Quote: Originally posted by blogfast25  

Please bear in mind that silicon prepared this way is not particularly pure: apart from alloyed aluminium it probably also contains micro-occlusions of slag, which would explain the poor mechanical properties.

To increase size of globules obtained, you might want to 'stoke up the heat' by increasing both S and Al content. A higher end-temperature allows more cooling time and thus more longer time for the molten Si metal to coalesce into larger units.


That's probably it, then. I don't mind impurities so much, but if I can't even get a cohesive sample then I don't really want it. Like I said I don't think I'll be doing this again just because of the nasty sulfur-based gas byproducts.

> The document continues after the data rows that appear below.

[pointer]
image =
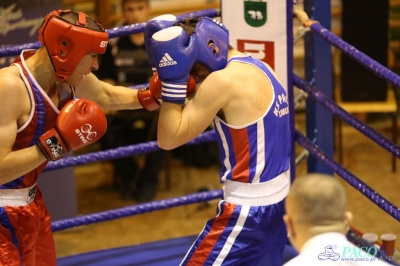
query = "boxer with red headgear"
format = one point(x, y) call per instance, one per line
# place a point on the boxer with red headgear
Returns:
point(51, 104)
point(249, 108)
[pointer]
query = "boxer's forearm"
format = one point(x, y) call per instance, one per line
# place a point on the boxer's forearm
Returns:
point(18, 163)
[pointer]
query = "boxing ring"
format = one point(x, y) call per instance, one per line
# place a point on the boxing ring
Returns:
point(171, 251)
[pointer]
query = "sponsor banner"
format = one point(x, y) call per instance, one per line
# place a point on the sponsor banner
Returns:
point(20, 21)
point(260, 28)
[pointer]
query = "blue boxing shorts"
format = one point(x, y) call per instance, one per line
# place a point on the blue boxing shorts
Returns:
point(243, 234)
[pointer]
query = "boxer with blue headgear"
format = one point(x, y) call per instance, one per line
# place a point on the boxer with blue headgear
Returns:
point(174, 53)
point(249, 108)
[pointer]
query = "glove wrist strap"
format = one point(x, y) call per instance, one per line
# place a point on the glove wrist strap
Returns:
point(174, 92)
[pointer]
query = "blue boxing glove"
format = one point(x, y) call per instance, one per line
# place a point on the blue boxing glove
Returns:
point(153, 26)
point(174, 52)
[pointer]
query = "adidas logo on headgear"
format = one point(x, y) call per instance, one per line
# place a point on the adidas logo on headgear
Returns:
point(167, 61)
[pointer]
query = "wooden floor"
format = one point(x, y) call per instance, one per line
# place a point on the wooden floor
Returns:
point(95, 191)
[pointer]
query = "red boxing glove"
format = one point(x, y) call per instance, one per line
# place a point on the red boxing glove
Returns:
point(150, 97)
point(80, 123)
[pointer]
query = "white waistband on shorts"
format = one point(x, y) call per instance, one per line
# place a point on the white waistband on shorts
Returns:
point(258, 194)
point(17, 197)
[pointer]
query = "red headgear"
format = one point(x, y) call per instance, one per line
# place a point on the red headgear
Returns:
point(67, 43)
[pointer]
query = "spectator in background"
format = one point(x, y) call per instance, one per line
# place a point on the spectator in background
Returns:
point(125, 62)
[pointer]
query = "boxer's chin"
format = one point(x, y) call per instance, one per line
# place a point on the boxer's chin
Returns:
point(74, 80)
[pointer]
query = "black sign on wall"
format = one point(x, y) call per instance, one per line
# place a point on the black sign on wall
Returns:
point(364, 26)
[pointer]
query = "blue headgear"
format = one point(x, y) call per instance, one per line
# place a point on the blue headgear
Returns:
point(209, 35)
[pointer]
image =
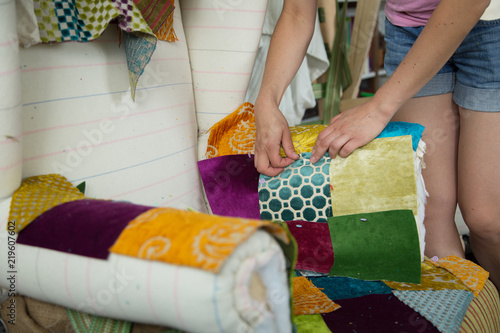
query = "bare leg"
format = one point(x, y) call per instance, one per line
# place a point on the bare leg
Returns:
point(439, 115)
point(479, 186)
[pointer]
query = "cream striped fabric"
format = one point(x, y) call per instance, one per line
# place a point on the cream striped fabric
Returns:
point(79, 120)
point(483, 315)
point(223, 37)
point(10, 101)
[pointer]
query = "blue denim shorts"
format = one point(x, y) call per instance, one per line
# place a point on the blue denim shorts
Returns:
point(472, 74)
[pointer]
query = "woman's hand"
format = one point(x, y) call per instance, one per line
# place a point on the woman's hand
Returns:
point(272, 133)
point(349, 130)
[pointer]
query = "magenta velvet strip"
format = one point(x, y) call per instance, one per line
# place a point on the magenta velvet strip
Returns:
point(376, 314)
point(85, 227)
point(315, 250)
point(231, 185)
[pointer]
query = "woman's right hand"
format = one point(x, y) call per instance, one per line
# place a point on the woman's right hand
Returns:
point(272, 133)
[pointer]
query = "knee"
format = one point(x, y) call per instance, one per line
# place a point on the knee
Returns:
point(483, 224)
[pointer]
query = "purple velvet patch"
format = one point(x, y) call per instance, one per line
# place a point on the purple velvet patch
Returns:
point(315, 250)
point(231, 183)
point(85, 227)
point(376, 314)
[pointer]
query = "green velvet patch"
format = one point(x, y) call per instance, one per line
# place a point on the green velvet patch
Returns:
point(311, 324)
point(376, 246)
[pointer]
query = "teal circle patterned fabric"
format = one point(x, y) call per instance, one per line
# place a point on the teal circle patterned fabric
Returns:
point(300, 192)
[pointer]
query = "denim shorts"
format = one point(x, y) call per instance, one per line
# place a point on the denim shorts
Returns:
point(472, 74)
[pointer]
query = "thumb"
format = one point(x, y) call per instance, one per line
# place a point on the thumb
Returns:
point(286, 142)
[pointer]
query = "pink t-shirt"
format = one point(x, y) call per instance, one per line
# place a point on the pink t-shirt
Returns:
point(410, 13)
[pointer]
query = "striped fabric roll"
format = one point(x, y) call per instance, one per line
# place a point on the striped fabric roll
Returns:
point(223, 38)
point(10, 101)
point(80, 121)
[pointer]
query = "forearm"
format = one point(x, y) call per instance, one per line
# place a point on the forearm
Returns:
point(447, 27)
point(289, 43)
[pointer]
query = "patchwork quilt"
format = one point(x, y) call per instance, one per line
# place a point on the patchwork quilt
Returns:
point(358, 224)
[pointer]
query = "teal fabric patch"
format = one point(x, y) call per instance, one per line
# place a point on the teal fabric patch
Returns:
point(300, 192)
point(445, 309)
point(401, 128)
point(338, 288)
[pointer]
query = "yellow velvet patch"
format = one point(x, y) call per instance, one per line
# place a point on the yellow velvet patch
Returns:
point(308, 299)
point(38, 194)
point(378, 177)
point(304, 137)
point(188, 238)
point(235, 134)
point(433, 278)
point(167, 32)
point(472, 275)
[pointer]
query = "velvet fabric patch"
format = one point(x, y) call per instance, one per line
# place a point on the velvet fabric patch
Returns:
point(378, 177)
point(339, 288)
point(376, 246)
point(433, 278)
point(304, 137)
point(401, 128)
point(231, 184)
point(191, 239)
point(471, 274)
point(315, 251)
point(310, 324)
point(235, 134)
point(85, 227)
point(377, 314)
point(308, 299)
point(300, 192)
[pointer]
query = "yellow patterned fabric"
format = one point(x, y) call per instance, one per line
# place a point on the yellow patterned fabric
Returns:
point(308, 299)
point(167, 32)
point(483, 314)
point(379, 177)
point(38, 194)
point(472, 275)
point(304, 137)
point(433, 278)
point(188, 238)
point(235, 134)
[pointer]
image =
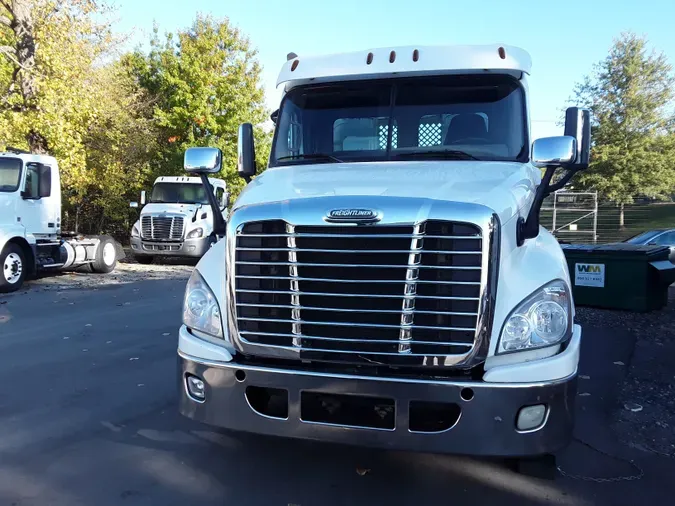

Perhaps the calcium sulfate booster you mentioned would work, but after using so much aluminum powder on this already I'm not really too keen on using some more unless I know it'll work.

That being said, I honestly have no idea what else I would do to prepare elemental silicon. Perhaps the most promising compound is silicon tetraiodide (which I could melt down and electrolyze) but I don't know how I would get here from silicon dioxide. Maybe I could dissolve it in molten phosphoric acid, then react this silicon phosphate (which I cannot find information on surprisingly) with hydroiodic acid?

Either way this is certainly not the quick and easy lunch-break experiment I was hoping for! :P Goes to show that things are so much easier on paper in chemistry.

EDIT: You know, I might as well try carbothermic reduction since I'm planning on building an arc furnace anyway. This silicon can then be purified using a silicon tetrachloride method. I suppose I could have done this already but I didn't really want to try and scrape together a bunch of this fine silicon powder.

[Edited on 14-10-2015 by Upsilon]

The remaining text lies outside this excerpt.